Itulah yang kupikirkan.


Tapi, Sendai-san menolak perasaanku itu.

 

"Jangan bergerak."

 

Aku menahan tangan Sendai-san yang sedang mengelap rambutnya.

 

"Perintah?"

 

"Iya, perintah."

 

Aku memandang blus basah Sendai-san.

 

Kancing pertama, seperti biasanya, sudah terlepas.

 

Kancing kedua masih terpasang.

 

Setelah melepaskan tangan Sendai-san yang kugenggam, tangannya yang memegang handuk turun.

 

Dia melepaskan dasinya, dan aku melepaskan kancing kedua untuknya.

 

"Aku tidak membawa pakaian ganti."

 

"Aku sudah bilang dari tadi, aku akan meminjamkan pakaianku.”

 

Hari itu, aku menyembunyikan penghapus di seragam dan mencarinya.

 

Aku ingat dia meminta untuk menambahkan aturan "tidak boleh membuka pakaian" ke dalam permainan. Namun, aku tidak yakin apakah aturan itu benar-benar telah menjadi resmi.

 

Tanganku yang tidak bisa diam, perlahan-lahan melepas kancing ketiga.

 

Sendai-san tidak memberikan perlawanan.

 

Bahkan ketika aku menyentuh kancing keempat, dia tidak mengeluarkan sepatah kata pun.

 

Aku tahu tidak semua hal boleh dilakukan, tapi batasannya menjadi tidak jelas. Karena Sendai-san menuruti setiap perintah, aku jadi penasaran sejauh mana dia akan mendengarkanku.


Rasanya dia akan memaafkanku bahkan jika aku mengikatnya dengan rantai di ruangan ini seperti anjing, atau melakukan hal yang sudah aku janjikan tidak akan kulakukan.

 

Aturan yang ada di antara kami semakin memudar, dan aku hampir melangkah ke wilayah yang belum pernah aku masuki sebelumnya.

 

Seandainya dasinya meninggalkan bekas yang jelas, mungkin itu bisa menjadi pengganti garis yang memudar itu dan setiap kali melihat dasi itu, aku bisa menghentikan tindakanku yang berlebihan.
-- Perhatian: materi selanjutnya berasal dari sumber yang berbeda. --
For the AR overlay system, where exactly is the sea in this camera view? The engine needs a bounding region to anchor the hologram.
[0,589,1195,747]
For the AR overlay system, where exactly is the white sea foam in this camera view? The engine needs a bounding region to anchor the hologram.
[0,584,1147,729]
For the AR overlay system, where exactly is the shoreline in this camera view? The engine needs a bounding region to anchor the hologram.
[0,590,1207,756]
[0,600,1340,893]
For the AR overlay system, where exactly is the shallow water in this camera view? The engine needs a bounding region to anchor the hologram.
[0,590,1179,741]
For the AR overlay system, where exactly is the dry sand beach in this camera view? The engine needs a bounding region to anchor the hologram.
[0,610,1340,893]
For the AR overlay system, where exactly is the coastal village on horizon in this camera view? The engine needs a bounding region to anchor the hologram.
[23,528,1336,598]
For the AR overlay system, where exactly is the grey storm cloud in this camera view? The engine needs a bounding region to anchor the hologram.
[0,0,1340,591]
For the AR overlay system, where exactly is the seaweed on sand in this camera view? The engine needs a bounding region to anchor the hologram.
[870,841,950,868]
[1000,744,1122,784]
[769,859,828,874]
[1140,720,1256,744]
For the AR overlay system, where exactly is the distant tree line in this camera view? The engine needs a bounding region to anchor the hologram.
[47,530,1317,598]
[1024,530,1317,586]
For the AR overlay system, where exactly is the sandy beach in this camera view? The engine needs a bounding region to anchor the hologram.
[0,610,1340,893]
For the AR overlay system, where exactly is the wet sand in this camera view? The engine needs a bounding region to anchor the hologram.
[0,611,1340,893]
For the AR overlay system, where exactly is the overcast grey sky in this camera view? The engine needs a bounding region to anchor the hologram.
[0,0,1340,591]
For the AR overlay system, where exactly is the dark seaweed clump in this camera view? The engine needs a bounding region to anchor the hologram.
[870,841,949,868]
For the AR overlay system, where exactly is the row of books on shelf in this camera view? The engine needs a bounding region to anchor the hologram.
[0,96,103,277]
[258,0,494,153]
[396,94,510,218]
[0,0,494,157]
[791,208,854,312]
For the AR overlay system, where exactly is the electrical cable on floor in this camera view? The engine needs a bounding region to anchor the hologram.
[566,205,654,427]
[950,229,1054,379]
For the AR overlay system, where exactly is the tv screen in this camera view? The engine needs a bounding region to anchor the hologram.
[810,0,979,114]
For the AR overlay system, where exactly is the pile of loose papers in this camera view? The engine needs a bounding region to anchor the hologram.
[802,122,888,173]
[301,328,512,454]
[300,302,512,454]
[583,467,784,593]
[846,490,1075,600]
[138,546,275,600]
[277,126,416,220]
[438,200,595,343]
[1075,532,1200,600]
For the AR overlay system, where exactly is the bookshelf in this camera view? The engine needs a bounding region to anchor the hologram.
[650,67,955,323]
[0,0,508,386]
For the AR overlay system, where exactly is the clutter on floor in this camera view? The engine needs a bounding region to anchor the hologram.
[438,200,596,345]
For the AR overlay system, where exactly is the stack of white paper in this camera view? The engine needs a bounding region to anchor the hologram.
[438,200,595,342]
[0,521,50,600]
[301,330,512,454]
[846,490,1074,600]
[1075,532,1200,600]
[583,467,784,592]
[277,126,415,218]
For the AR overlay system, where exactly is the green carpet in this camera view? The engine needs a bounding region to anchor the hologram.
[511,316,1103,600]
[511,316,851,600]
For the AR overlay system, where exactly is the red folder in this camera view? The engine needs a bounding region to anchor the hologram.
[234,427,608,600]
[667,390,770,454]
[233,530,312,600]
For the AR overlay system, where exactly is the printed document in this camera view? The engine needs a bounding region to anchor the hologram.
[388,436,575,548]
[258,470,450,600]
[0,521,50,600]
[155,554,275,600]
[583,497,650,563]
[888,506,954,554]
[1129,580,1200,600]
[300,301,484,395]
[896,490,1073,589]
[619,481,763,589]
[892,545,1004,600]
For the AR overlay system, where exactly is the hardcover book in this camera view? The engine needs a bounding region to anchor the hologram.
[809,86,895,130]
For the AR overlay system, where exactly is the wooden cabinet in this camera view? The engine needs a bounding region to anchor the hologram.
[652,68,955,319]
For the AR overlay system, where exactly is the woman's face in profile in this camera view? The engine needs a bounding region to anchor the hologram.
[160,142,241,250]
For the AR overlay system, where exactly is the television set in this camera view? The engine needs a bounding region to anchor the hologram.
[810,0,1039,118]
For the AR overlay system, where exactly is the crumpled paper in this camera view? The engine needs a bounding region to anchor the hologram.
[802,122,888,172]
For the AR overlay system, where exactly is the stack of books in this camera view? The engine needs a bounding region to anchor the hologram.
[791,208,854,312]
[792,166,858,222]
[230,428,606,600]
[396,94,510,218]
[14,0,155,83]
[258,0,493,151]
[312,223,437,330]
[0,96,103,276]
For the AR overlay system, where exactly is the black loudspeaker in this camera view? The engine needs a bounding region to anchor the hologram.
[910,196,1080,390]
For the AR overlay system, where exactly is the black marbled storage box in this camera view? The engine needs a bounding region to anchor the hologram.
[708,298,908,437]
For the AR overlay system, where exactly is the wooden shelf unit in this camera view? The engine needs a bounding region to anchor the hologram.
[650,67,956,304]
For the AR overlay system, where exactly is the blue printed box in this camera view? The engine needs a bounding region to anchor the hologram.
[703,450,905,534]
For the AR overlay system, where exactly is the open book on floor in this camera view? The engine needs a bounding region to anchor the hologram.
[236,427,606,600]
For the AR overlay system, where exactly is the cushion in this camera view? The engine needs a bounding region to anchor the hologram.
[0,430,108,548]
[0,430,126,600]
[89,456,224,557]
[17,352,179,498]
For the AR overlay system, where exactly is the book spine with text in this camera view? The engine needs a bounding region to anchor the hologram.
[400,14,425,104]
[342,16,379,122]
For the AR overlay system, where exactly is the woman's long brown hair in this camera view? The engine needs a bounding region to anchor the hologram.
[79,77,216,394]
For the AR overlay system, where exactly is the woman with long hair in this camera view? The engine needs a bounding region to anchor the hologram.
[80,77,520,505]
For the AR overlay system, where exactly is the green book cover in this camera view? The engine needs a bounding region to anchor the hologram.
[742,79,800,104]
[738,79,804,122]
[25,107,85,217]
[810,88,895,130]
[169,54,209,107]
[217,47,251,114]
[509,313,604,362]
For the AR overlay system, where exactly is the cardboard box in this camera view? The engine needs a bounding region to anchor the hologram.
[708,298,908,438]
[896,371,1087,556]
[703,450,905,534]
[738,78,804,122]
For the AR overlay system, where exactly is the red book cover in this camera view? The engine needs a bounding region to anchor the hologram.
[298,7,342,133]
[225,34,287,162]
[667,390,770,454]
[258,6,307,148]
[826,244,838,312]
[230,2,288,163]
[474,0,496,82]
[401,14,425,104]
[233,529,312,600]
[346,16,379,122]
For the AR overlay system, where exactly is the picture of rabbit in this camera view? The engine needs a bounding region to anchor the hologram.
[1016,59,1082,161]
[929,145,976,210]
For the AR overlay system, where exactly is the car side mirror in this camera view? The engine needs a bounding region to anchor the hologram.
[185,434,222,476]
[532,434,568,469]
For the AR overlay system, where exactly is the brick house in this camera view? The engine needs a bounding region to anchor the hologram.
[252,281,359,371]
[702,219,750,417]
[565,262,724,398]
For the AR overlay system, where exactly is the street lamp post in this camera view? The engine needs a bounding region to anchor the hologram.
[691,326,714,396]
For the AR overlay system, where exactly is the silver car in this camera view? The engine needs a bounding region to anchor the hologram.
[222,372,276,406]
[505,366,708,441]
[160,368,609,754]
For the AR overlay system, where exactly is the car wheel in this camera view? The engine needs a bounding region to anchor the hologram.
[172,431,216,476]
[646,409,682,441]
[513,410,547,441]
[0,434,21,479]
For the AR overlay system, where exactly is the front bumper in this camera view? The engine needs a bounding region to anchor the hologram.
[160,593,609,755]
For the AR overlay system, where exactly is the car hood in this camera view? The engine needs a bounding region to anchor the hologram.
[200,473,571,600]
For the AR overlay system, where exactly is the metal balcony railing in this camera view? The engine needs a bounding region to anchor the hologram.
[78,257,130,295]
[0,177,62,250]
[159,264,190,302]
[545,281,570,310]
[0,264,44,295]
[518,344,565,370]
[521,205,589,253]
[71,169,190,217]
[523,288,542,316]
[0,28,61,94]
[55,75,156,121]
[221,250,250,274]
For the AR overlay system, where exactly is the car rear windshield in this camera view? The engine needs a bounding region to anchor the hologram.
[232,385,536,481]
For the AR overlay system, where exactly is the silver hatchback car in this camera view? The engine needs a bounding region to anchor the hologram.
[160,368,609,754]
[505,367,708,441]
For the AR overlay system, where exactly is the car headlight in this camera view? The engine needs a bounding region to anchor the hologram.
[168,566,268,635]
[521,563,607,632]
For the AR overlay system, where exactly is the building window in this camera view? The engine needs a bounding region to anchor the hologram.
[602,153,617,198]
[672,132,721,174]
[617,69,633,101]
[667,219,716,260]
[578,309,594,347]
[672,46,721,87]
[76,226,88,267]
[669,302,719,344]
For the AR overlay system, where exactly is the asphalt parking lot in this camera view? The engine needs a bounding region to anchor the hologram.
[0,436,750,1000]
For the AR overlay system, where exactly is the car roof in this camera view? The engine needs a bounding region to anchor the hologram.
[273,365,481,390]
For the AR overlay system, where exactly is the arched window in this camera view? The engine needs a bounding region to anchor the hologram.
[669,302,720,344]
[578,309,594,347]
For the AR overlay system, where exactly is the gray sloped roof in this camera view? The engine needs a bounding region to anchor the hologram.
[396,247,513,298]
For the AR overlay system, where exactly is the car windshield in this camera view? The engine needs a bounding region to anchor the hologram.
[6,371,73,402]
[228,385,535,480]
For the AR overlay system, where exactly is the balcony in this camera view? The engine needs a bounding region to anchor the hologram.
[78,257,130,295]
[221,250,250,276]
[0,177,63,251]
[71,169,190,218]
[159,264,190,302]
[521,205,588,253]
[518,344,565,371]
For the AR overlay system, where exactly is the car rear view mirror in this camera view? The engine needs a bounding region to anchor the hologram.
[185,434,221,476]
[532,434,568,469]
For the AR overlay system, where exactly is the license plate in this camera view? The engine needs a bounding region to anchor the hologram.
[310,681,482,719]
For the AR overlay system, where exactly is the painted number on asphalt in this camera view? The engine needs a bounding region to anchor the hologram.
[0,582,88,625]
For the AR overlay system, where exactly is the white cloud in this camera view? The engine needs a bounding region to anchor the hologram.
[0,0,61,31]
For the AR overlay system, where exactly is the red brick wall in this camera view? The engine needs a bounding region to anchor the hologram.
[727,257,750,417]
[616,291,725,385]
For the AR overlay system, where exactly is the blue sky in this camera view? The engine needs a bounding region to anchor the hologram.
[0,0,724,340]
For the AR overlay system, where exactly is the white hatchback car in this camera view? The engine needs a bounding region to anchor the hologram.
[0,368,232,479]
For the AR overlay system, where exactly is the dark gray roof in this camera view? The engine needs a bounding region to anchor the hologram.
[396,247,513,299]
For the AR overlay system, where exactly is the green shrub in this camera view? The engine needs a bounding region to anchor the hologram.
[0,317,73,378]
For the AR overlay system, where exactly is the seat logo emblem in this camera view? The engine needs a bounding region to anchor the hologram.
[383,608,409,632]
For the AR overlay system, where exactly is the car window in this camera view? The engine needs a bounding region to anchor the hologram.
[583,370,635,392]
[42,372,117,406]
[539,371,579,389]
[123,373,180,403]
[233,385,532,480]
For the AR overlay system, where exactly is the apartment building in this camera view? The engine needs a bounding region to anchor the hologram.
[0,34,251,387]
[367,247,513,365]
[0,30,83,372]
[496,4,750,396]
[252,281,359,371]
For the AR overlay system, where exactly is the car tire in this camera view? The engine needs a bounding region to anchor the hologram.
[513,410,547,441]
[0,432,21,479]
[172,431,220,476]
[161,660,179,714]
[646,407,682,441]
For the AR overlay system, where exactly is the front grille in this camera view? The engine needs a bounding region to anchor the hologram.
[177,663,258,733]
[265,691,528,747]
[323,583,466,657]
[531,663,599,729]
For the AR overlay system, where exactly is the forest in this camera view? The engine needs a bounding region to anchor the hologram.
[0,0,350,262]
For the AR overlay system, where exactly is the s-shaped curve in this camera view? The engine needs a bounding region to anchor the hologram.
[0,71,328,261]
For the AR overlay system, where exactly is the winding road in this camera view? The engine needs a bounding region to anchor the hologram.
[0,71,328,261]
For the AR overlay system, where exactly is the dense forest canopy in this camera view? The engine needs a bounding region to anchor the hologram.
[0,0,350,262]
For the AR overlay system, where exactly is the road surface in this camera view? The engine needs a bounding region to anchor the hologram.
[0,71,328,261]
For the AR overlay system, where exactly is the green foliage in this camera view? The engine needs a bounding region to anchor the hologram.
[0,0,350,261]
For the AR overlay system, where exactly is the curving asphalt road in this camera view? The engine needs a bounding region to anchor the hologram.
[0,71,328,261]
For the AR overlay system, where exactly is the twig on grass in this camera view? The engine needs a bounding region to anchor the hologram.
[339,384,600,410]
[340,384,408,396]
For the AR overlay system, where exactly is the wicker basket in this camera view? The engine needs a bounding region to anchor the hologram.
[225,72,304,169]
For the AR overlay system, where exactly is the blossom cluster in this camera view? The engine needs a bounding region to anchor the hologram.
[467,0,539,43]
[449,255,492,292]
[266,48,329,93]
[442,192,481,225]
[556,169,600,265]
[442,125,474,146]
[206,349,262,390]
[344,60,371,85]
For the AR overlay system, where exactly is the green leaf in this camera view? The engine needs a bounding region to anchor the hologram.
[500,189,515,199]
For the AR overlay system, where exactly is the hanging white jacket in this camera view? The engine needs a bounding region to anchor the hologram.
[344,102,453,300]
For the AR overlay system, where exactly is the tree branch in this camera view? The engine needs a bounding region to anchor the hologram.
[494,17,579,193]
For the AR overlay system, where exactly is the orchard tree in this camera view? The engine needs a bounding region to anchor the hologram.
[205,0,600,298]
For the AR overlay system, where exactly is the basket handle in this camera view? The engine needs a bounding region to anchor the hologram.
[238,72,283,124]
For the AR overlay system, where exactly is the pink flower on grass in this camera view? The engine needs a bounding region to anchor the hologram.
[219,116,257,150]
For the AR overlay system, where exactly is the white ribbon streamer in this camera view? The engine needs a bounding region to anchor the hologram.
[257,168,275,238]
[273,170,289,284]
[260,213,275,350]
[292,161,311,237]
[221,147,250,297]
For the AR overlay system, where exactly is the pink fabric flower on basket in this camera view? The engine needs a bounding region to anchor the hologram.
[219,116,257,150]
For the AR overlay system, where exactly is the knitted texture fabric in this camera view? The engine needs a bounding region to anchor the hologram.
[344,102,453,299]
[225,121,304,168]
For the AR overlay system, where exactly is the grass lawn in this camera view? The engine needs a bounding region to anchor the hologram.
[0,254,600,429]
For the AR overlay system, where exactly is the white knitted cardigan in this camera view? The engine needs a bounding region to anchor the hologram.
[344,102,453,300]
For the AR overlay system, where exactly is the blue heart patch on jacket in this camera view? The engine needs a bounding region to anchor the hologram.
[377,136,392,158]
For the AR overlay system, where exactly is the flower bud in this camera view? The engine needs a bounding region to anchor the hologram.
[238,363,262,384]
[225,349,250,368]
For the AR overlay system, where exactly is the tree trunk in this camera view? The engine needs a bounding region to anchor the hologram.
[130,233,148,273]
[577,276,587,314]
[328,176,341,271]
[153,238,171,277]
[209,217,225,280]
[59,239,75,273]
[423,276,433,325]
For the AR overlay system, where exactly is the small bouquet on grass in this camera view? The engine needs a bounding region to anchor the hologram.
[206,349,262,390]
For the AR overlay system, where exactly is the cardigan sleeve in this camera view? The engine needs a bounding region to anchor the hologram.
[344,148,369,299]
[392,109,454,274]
Tapi, dasi itu tidak meninggalkan bekas, dan dia tidak menentangku.

 

—Tidak, bukan itu.

 

Ini adalah sesuatu yang aku lakukan untuk Sendai-san.

 

Meskipun niat baikku ditolak, aku tidak membuangnya.

 

Ini untuk mencegahnya dari masuk angin, bukan untuk mencoba sesuatu atau melakukan tindakan yang mengingkari janji.

 

Aku sedikit berdebar, tapi itu hanya perasaanku saja.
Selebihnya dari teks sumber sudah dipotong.